Last week I drove to and from Kentucky, and saw firsthand just how slowly spring is advancing this year. It was quite wintry as I drove through Wisconsin and northern Illinois. Driving through Chicago and nearby northern Indiana, I saw plenty of robins and red-wings, but as soon as I turned south, away from the softening effects of Lake Michigan, birds pretty much disappeared from the frozen landscape. A few small flocks of Canada Geese fed on corn stubble in some spots, a few small flocks of Red-winged Blackbirds sat in the vegetation along the road-side ditches, and I saw one flock of about 20 robins fly over Highway 65, but otherwise the northern half of Indiana seemed to be stuck in winter mode. And the southern half of the state wasn’t much further along. I did see a handful of robins at the rest stops I visited, but they were all males as is typical of winter flocks in the northern parts of their range, and none were singing.

I spent a night in Indianapolis and got to take a couple of walks in a lovely neighborhood. There were quite a few robins feeding on lawns, but they were all males and seemed to be in migration rather than territorial mode. I heard only one singing, and he didn’t seem very hormonal yet. It was fun listening to singing Carolina Chickadees, but like our Black-capped Chickadees, they sing in winter, so that wasn’t much use in terms of signs of spring.

Robin, goose, and Red-wing migrations are all influenced by weather patterns as well as increasing daylength. Major robin and Canada Goose movements follow the 37-degree isotherm—the squiggly line one might see on a weather map corresponding to where the average daytime/nighttime temperature is 37. Driving through Indiana, the temperature stayed at 34 well into the afternoon, with overcast skies and a cold mist hovering in the air. The ice and snow on the fields made it apparent that the temperature hadn’t been much above freezing in recent days.

I was supposed to go on a field trip in Louisville, Kentucky, when I was down there, but it was pouring rain. That seemed springlike despite the fact that no robins were singing, but by the next day it was snowing in Hebron, Kentucky, just across the Ohio River from Cincinnati.

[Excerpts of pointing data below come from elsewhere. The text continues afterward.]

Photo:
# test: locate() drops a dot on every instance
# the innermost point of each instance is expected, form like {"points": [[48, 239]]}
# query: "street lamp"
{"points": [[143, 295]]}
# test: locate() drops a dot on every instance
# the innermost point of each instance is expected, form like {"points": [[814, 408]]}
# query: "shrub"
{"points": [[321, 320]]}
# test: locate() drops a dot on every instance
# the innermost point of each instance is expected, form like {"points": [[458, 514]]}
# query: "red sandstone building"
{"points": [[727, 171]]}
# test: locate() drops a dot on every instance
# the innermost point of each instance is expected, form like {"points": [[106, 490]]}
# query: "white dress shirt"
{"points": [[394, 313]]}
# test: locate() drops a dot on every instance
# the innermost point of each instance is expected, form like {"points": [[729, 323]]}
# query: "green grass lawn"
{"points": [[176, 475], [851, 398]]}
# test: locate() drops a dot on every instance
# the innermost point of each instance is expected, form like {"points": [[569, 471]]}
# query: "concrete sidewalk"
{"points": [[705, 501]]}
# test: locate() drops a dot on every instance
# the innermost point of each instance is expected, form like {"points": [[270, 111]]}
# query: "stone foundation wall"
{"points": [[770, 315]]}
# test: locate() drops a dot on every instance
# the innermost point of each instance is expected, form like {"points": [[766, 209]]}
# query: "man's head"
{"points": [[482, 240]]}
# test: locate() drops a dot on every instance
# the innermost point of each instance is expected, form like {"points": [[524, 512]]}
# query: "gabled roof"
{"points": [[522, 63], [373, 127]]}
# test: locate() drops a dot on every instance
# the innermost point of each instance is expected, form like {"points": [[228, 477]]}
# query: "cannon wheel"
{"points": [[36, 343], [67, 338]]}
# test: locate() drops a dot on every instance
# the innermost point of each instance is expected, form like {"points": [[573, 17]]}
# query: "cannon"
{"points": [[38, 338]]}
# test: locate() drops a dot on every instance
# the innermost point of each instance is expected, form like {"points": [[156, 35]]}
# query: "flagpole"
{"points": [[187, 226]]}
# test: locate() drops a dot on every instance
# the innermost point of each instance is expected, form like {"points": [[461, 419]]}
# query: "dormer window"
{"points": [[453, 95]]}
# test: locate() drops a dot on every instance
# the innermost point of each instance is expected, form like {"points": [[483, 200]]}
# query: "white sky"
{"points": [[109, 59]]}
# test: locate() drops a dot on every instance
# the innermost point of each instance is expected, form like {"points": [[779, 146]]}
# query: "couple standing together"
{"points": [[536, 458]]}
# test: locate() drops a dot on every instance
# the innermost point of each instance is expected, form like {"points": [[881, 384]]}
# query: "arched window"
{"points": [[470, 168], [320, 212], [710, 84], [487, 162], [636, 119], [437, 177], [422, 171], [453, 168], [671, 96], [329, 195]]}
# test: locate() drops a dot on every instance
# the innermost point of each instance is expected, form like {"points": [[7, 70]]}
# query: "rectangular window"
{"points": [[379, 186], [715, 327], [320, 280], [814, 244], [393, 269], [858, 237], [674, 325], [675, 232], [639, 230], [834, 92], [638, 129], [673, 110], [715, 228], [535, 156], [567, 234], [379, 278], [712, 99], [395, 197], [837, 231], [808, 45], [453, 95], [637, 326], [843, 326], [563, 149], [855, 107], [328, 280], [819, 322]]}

Driving toward home, I was headed into more snow and ice. I made a stop at Goose Pond, a lovely prairie area in Columbia County, which is managed by Madison Audubon Society. Most years in the past decade, the ponds have been at least partially open by this time in March, and teeming with ducks, geese, and swans. This time the ponds were still completely frozen and snow covered. A pair of Northern Harriers flew above the snowy fields, but there was no sign of the Red-winged Blackbirds and robins I hoped to see. And I was headed 300 miles further north—every mile bringing me that much further from spring, wherever it was.

Winter may be lingering, but eventually the 37 degree will work its way up to the north woods. And maybe those robin songs will be all the more beautiful for having waited so long for them.